What you need to know about the coronavirus right now
France seeks quick resumption of AstraZeneca shots
France expressed hope European medical experts would clear up questions over the safety of AstraZeneca's Covid-19 shot on Thursday, as experts warned the decision by major European states to stop using it posed a greater risk to public health.
In a coordinated step, Germany, France and Italy suspended the use of AstraZeneca's vaccine on Monday pending the outcome of an investigation by the bloc's medicines regulator into isolated cases of bleeding, blood clots and low platelet counts.
They were joined by Sweden and Latvia on Tuesday, bringing to more than a dozen the number of EU countries that have acted since reports first emerged of thromboembolisms affecting people after they got the AstraZeneca shot.
German cases growing exponentially again
Coronavirus infections are rising exponentially in Germany, an expert at the Robert Koch Institute for infectious diseases said on Tuesday.
The number of cases per 100,000 reported on Tuesday was 83.7, up from 68 a week ago, and the RKI has said that metric could reach 200 by the middle of next month.
"We are exactly on the flank of the third wave. That can no longer be disputed. And at this point we have eased the restrictions and that is speeding up the exponential growth," Dirk Brockmann, an epidemiologist at the RKI, told Germany's ARD television.
India widens curbs
India reported 24,492 new cases on Tuesday, the sixth straight day of more than 20,000 infections, as curbs to try to stop the spread were expanded in parts of the country that have recorded a surge.
Total cases have now risen to 11.41 million, the highest in the world after the United States and Brazil. Deaths increased by 131 to 158,856 in the past 24 hours, data from the health ministry showed.
The government has blamed crowding and a general reluctance to wear masks for the spike, ruling out mutations of the virus as a factor, unlike in the West.
Daytime karaoke sessions spread virus in Japan
A rash of Japanese coronavirus clusters linked to daytime karaoke sessions by the elderly, including several linked to 93 cases in one prefecture, prompted a stern warning on Tuesday and calls for caution from authorities.

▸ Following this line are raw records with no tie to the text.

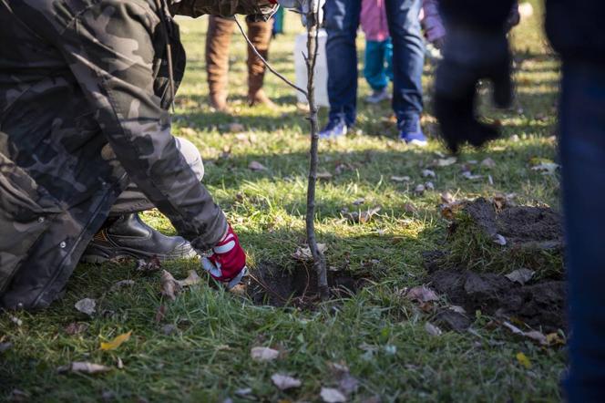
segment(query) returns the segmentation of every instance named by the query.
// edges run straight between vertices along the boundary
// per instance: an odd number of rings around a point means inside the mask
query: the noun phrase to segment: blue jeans
[[[605,399],[605,66],[563,61],[560,158],[570,402]]]
[[[344,115],[355,122],[357,53],[355,36],[361,0],[327,0],[328,98],[330,119]],[[420,0],[386,0],[386,17],[393,41],[393,110],[398,121],[422,112],[422,69],[425,61],[420,33]]]
[[[365,41],[364,77],[374,91],[380,91],[393,81],[393,42]]]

The recent clusters, which are spread across the country, come as the Tokyo metropolitan area is nearing the planned end of a state of emergency aimed at curbing the latest wave of cases.
At least 215 people have recently tested positive in cases linked to daytime karaoke sessions, a pursuit especially popular with the retired and elderly.
Manila orders anyone younger than 18 to stay indoors
The Philippine capital Manila will widen a ban on minors leaving their residences to include youths of up to 18-years old for two weeks starting on Wednesday, tightening restrictions in a bid to tackle a new surge of infections.
Only those aged 18-65 years old will be allowed out of their homes, the Metro Manila Development Authority said in a statement, citing an agreement among mayors.
The Philippines late last year started easing one of the world's longest and strictest lockdowns though a rule that anyone under 15 must stay indoors in Manila remained in place.